2. The government has struggled over the past few years to fill up the freedom fighter’s quota due to unavailability of suitable candidates. As a result, many positions in this quota usually remain unfilled.
3. The lack of suitable candidates in the various quotas mean that many quotas are filled by relatively less eligible candidates. This may look to be a simple matter, but the fact is that a country is bound to suffer for this method of selection.
4. Bangladesh is one of the most corrupt countries of the world. I believe there is no need to give any reference on this information. Corruption gets a chance to raise its head when the competition is severe and candidates desperately seek the competitive edge. Compare the fact that only 44 percent of the examinees get through with merit and its a no-brainer as to why corruption is so rampant in getting government jobs in Bangladesh.
5. The quota ‘business’ is one of the most lucrative businesses of political stalwarts in Bangladesh. Perhaps that will give you an answer as to why the ruling party student front BCL attacked the anti-quota protesters.
In short, there is no alternative to the abolishment of the quota system in order to build a deserving Bangladesh that will truly stand for Bangladeshis.
Let us finish by looking at another facet of the protests, the oppression. There should have been no question of violence in the equation. But the government has acted as if the students have become enemies of the state overnight by demanding reform. A few lines of a news report affected me much. RTNN, in a report began with the observation of an unknown protester, "Gonojagoron Manch has demonstrated here at Shahbag month after month, but the law enforcers did not make any bar to their sit-in, rather, extended all sorts of support. We demonstrate over here for civic, right and just cause, but we are being responded by police shooting. What type of democracy is it?" The comment stands to explain the situation so well, that it almost hurts that everybody does not see it this way.

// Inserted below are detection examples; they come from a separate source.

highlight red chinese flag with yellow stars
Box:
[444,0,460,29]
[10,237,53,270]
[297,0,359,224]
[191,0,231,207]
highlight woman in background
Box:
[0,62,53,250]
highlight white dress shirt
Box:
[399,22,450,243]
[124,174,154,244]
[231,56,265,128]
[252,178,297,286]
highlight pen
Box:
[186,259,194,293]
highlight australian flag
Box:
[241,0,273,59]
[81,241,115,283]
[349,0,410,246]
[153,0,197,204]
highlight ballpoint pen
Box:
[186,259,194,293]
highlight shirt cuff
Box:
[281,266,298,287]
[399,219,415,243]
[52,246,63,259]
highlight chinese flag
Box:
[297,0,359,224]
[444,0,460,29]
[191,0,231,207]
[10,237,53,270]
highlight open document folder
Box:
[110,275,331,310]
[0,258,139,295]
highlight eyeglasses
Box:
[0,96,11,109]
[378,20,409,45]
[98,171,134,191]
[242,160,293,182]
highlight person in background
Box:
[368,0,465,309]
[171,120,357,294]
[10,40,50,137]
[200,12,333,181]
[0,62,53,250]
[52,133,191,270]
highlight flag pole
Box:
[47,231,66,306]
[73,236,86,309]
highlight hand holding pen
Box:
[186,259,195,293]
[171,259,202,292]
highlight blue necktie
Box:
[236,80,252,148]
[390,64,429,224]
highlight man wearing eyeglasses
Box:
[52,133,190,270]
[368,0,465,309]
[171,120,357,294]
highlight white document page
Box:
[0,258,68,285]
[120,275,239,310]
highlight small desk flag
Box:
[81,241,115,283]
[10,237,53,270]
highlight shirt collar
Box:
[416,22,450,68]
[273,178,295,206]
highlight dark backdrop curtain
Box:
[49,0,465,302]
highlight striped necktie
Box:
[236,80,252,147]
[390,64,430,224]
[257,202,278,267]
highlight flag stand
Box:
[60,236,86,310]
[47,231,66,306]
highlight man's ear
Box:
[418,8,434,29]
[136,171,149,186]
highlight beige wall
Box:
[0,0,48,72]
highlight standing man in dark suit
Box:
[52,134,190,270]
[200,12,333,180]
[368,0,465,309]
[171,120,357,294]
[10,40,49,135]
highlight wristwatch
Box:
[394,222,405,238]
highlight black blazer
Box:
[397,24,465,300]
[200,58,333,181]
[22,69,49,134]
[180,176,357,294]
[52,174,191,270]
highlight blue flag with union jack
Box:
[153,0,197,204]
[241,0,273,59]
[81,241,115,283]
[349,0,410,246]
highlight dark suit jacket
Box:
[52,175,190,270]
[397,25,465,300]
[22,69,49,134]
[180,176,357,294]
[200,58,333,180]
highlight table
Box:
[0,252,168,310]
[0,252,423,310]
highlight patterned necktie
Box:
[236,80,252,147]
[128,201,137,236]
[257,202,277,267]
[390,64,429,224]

I condemn the authorities for the highly deplorable actions they have carried out. The demands of the ‘Medhamullayon Mancha’ are demands of a generation that would like their representatives put aside their lofty ideals away for the time being and carry out action that would truly be a service to the nation. In this respect, there is no alternative to working with the aggrieved. After all, a generation is behind them in heart and spirit.